Around the fall, many people reach for seasonal favorites like apples and pears. If you’re looking for something in-season but a little different, we recommend learning all about quince. Quince is a fall fruit that looks similar to apples and pears, but tastes quite different. It’s yellow in appearance, short, somewhat round, and has a relatively tough texture. Whole quince fruit is not available everywhere, but quince paste is commonly sold in stores. Read on to learn about both!

Quick Overview

What Is Quince?

Quince is a round and edible fruit close in size to an apple or a pear. It has a rather tough texture and is more commonly consumed in a processed state because it tends to be very acidic in flavor.

The fruit, which usually develops a pink color when cooked, is native to the countries of Turkey, Iran, and Greece and is commonly turned into a sweet paste, similar to guava, which is often served on boards with various cheeses and crackers.

(Image credit: Emily Han)

What Is Quince and What Does It Taste Like?

Quince is an ancient fruit, found in Roman cooking and grown across Turkey, Iran, Greece, and southeast Asia. It grows on small trees and closely resembles apples and pears. The fruit is somewhat bumpy on the outside, with an irregular shape and often a gray fuzz — especially when the fruit has been picked underripe.

The ripest, nicest quince will have a golden tone and smooth skin (like pictured directly above). Raw quince, even when ripe, isn’t considered edible because it’s known to be acidic and very firm. When cooked, however, quince can take on a pleasantly sweet small and flavor that is great in pastes.

How To Cook Quince

The first clue that quince hides something special is its aroma. If you leave a quince on a sunny windowsill it will slowly release a delicate fragrance of vanilla, citrus, and apple into your kitchen.

And then, if you peel a quince and hack it up, then cook it, those scents blossom into an indescribably wonderful perfume, and the fruit itself magically turns from yellowed white to a deep rosy pink. When you poach quince in sugar and a little water or wine, it becomes not just edible but delicious — sweet, delicate, fragrant.

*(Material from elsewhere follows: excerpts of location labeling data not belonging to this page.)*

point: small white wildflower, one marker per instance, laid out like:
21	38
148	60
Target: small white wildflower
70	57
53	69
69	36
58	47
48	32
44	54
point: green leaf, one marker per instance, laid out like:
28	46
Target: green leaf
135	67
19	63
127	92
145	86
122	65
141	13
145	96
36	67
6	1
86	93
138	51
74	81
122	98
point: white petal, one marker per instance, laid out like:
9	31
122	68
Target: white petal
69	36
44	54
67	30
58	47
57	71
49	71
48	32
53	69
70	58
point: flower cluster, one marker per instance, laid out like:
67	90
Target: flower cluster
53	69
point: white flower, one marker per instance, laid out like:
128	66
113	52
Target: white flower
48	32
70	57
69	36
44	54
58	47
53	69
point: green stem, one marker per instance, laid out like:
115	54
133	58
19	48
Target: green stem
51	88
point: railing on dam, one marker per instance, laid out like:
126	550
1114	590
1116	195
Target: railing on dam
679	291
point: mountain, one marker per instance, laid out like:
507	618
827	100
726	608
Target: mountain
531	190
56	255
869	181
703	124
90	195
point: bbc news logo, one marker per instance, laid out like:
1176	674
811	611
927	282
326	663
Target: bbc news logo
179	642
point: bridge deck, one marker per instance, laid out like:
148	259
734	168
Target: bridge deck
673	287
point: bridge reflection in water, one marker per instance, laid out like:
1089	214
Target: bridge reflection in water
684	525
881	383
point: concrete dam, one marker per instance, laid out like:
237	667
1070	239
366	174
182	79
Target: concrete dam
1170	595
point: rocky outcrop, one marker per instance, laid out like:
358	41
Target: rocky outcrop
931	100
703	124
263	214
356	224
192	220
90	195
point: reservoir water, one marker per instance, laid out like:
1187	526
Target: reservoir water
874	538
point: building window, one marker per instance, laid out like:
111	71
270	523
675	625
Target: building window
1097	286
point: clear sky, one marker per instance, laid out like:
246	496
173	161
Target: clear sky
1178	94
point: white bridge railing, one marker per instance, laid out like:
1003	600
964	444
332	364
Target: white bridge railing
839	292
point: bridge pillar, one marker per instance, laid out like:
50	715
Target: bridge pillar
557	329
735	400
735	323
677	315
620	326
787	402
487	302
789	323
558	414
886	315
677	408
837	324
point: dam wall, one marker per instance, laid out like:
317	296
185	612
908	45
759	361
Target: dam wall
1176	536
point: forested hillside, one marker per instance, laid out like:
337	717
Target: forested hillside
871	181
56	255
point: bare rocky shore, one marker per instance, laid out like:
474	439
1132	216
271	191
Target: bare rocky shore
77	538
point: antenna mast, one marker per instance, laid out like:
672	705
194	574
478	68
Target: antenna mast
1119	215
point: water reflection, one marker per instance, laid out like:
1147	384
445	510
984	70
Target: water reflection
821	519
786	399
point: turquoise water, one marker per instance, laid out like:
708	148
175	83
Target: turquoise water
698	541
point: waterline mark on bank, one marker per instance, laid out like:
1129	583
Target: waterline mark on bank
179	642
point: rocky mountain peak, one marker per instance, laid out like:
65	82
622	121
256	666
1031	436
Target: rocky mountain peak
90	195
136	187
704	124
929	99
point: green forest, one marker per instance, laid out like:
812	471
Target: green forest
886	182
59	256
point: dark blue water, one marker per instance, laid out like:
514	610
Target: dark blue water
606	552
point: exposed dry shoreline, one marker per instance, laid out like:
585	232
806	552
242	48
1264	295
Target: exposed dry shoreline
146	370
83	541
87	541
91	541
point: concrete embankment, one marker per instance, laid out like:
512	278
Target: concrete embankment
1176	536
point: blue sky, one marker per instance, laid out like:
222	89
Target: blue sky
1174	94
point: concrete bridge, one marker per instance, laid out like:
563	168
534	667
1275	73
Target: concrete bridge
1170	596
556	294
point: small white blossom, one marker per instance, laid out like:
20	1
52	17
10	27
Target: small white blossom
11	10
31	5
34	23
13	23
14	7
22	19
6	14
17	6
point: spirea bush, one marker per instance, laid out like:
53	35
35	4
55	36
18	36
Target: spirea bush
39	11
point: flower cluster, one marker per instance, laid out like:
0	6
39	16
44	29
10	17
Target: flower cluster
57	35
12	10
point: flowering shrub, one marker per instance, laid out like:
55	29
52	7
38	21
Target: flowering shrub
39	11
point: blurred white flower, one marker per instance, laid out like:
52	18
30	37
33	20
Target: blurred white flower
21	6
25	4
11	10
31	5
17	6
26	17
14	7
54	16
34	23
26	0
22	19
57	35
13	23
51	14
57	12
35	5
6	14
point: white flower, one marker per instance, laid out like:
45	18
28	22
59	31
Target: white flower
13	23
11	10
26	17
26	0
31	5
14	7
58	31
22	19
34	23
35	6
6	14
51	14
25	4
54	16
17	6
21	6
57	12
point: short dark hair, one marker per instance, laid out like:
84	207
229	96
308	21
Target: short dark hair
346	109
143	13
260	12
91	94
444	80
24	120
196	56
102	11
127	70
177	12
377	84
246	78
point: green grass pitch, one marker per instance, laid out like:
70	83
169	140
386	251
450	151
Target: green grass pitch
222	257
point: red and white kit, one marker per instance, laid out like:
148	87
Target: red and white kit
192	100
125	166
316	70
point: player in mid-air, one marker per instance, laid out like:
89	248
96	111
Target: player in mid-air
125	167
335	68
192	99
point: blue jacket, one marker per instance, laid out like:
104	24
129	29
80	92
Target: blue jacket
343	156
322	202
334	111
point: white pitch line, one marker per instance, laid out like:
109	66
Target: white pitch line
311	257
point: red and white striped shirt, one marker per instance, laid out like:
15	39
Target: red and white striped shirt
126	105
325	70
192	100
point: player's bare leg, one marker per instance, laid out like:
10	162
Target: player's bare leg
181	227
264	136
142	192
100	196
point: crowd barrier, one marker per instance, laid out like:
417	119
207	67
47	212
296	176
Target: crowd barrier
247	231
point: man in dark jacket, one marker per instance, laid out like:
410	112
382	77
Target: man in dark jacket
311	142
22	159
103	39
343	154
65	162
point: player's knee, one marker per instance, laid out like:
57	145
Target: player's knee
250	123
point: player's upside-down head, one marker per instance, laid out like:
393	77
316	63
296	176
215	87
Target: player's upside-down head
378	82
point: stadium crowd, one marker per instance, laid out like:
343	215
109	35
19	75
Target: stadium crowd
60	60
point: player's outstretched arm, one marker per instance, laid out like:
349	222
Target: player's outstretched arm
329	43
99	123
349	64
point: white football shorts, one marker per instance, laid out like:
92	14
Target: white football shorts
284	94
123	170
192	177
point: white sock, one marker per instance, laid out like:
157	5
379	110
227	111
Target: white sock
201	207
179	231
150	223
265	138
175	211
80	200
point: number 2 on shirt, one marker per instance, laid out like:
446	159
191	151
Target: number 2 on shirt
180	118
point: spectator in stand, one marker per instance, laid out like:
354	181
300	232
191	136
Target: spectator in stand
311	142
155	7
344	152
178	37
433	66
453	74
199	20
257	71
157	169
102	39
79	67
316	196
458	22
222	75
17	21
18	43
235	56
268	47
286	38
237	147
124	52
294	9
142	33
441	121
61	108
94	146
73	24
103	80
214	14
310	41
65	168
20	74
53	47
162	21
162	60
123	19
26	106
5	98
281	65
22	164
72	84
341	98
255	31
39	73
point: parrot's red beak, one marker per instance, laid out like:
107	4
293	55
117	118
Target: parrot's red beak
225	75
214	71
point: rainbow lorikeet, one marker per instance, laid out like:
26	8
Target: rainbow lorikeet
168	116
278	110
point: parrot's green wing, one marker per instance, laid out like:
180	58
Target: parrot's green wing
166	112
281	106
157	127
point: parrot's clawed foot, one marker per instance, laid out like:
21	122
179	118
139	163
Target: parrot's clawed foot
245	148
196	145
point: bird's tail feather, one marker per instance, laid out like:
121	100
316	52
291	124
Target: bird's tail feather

What to Do With Cooked Quince

Once the quince is cooked, it’s soft and tender, usually with a really lovely syrup from the cooking process. You can eat the fruit straight like this, or pour it over yogurt, or bake it into a tart.

You can also make a sweet, spicy paste out of it (known as membrillo in Spain) that is magnificent with cheese. I love making sorbet and other desserts with it too.

(Image credit: Faith Durand)

Where to Buy Quince

Quince are often hard to find, but you may have luck at the produce section at Whole Foods. Also ask around at the farmers market; often an orchard will have just one or two quince trees.

Why Don’t We Eat More Quince?

Quince are not nearly as popular as apples and pears, of course, and the work of cooking them is part of this. I wonder if this has protected them, however, from the mass production and flattening of taste that afflicts so many popular fruits today. I was amazed in France at how delicious the local grapes were — but they were full of seeds. The process that breeds the seeds out of grapes seems to inevitably take the taste away.

But we’ve chosen convenience over flavor in our fruit, so in that sense I am glad that quince are still semi-forgotten and unpopular. If they were bred to be more consumer-friendly I wonder if that wonderful aroma would be dulled or lost. If it means keeping that astonishing flavor I am happy to peel, chop, simmer, and work hard to transform them from ugly stepsister to belle of the ball.

And perhaps this magical transformation, in the end, is what makes quince so appealing. It’s like a magic trick, a miracle of water into wine: take an inedible, ugly fruit, and produce something delicious. Add in the fact that quince are often hard to find (that element of the hunt, you know), and you can see how I’ve become more than a little obsessed.